Enough research has gone into proving that the quality of teaching can be improved by following a clear strategy. For example, this review by the Oxford University Department of Education says that according to their findings, effective teacher share the following traits:

  • Are clear about instructional goals
  • Are knowledgeable about curriculum content and the strategies for teaching it
  • Communicate to their students what is expected of them, and why
  • Make expert use of existing instructional materials in order to devote more time to practices that enrich and clarify the content
  • are knowledgeable about their students, adapting instruction to their needs and anticipating misconceptions in their existing knowledge
  • Teach students meta-cognitive strategies and give them opportunities to master them
  • Address higher- as well as lower-level cognitive objectives
  • Monitor students’ understanding by offering regular appropriate feedback
  • Integrate their instruction with that in other subject areas
  • Accept responsibility for student outcomes"

Many of these points have remarkable similarity with what we've been discussing above. Teachers that are self-aware and aware of the needs of the students are able to adapt themselves accordingly. This results in better quality of instruction, and therefore, better results in the long run.


Common Teaching Methods

Now that the question of "why" is out of the way, we can begin to address the "what". Over time, great educators who weren't satisfied with the status quo raised the bar and experimented with their own teaching methods. In cases where good outcomes resulted, the methods became popular.

Some of the more effective teaching methods are:

  1. Montessori: In the Montessori method, children of different ages are mixed together to form a heterogeneous group in which both groups learn from the influences of the other. Besides this, the environment is specially prepared by the teacher to promote exploration and discovery. The independence of the child is considered primary in this method.

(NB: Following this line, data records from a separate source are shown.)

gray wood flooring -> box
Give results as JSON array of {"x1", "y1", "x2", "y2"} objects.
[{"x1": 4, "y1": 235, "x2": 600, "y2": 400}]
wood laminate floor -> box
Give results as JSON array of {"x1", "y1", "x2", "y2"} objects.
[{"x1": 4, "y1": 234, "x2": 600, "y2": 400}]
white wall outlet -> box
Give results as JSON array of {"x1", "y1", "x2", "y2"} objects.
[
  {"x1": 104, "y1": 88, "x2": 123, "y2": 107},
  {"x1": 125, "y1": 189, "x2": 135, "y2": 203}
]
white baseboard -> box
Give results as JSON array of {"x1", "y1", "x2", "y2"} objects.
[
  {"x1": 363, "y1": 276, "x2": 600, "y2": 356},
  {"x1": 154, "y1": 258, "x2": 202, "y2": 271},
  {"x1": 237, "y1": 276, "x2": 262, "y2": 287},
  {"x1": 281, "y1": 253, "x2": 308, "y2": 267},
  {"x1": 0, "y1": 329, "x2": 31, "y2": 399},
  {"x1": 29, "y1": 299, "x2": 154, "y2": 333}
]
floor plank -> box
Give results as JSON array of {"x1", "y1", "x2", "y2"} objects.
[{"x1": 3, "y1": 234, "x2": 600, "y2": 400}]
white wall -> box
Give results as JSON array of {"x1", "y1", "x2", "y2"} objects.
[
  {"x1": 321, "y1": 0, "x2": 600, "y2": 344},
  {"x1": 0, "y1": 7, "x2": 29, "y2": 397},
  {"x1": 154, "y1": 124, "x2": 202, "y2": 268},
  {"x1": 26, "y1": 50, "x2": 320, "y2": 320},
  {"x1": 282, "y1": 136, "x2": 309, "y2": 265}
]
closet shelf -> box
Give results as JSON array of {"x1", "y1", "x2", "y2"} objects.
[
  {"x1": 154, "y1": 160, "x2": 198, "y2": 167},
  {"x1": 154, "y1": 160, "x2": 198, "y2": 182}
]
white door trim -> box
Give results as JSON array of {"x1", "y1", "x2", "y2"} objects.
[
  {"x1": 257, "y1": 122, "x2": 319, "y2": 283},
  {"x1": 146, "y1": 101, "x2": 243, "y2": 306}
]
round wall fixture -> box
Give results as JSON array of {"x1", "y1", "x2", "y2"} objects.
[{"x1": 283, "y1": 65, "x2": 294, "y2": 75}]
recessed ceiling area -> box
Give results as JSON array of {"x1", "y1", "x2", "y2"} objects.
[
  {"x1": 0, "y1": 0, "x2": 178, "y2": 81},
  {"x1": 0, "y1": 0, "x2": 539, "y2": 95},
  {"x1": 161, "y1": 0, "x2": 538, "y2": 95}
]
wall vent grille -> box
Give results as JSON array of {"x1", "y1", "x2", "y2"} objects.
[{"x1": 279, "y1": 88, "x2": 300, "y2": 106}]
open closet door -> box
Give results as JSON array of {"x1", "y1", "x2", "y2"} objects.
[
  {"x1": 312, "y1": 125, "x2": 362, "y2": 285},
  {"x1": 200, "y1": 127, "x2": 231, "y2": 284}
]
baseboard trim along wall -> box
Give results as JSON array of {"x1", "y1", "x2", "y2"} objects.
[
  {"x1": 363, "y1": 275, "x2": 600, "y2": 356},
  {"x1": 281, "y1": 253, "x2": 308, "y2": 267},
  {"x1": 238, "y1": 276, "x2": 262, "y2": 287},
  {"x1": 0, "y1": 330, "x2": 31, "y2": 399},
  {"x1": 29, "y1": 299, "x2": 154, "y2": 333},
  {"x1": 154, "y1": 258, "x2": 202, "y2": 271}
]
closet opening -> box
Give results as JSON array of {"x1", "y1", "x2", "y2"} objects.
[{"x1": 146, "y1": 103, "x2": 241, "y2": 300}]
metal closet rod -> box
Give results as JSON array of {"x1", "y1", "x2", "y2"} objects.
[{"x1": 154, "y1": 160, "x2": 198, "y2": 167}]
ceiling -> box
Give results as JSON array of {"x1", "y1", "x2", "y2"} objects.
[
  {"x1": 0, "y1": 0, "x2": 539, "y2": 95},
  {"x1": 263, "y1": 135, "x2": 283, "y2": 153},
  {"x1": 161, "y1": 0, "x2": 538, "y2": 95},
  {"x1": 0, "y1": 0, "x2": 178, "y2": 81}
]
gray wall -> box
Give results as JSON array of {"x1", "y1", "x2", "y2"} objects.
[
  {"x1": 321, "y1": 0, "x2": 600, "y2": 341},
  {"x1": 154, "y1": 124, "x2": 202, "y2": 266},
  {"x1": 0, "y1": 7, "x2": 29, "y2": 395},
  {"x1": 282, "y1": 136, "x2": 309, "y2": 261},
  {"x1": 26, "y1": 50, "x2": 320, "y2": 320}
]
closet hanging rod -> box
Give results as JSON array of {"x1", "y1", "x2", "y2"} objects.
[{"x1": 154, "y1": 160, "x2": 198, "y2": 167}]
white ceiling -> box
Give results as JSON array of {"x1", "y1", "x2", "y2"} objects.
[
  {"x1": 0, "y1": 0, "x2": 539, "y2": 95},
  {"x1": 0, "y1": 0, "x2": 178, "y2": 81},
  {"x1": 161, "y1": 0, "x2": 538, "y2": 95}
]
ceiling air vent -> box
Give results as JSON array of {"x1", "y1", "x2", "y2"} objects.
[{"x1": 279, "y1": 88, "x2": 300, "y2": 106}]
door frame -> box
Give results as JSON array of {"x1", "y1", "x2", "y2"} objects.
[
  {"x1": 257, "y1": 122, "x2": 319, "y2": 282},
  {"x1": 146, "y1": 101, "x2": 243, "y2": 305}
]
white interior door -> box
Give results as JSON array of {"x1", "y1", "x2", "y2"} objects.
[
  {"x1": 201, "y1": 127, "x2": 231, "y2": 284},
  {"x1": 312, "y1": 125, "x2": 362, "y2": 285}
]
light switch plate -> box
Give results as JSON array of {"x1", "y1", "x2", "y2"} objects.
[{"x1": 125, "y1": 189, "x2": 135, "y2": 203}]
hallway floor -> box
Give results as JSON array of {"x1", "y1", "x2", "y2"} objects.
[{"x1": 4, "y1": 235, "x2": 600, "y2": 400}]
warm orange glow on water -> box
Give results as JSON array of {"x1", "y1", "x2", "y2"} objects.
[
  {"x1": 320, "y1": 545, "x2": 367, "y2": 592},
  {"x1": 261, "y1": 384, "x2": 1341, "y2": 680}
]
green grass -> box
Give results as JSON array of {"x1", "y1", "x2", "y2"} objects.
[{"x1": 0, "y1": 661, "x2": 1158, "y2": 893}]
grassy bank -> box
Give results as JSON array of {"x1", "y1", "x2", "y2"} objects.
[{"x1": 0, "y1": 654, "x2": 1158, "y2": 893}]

The teachers act more like guides who align themselves to the child's individual needs.
  2. Play way: With its origin in Germany, the Play way method, as the name suggests, believes in the power of play when it comes to learning. This method believes that learning happens best when students are able to interact with their environment in a fun way.
  3. Reggio Emilia: This methodology has consciously stayed away from imparting hard rules to follow. Instead, the Reggio Emilia method focuses on letting the child discover the world around her and her place in it, through gentle and suggestive instruction and exploration. No two Reggio Emilia play schools are alike, as the needs of different children from different backgrounds are different.
  4. Waldorf Education: The Waldorf system sidesteps the more esoteric ideals of education, and instead focuses on a practical approach to holistic and well-rounded development of the child. Cultivation of imagination is central to this method, as scientific and creative pursuits are valued equally. Use of all senses is also an important trait of the Waldorf method. Kids are given activities they can actively participate in, rather than watching cartoons or playing computer games.
  5. Bank Street Method: In this method, the focus is on letting the child learn and explore the environment actively. The idea is to let them find meaning in life, and arrive at their place in the world by their own thinking. Social interaction is preferred, as are subjects related to culture and anthropology. Science and arts also find a place, but only in relation to the cultural angle.


There isn't a quick formula to figure out the best method of teaching. The best methodology is the one that brings out the best in your child. For this, your role as a parent becomes super-important; you need to be observant and participative in discovering your child's personality.

You also need to define what right education means to you. For your child, this step done right can mean a world of difference.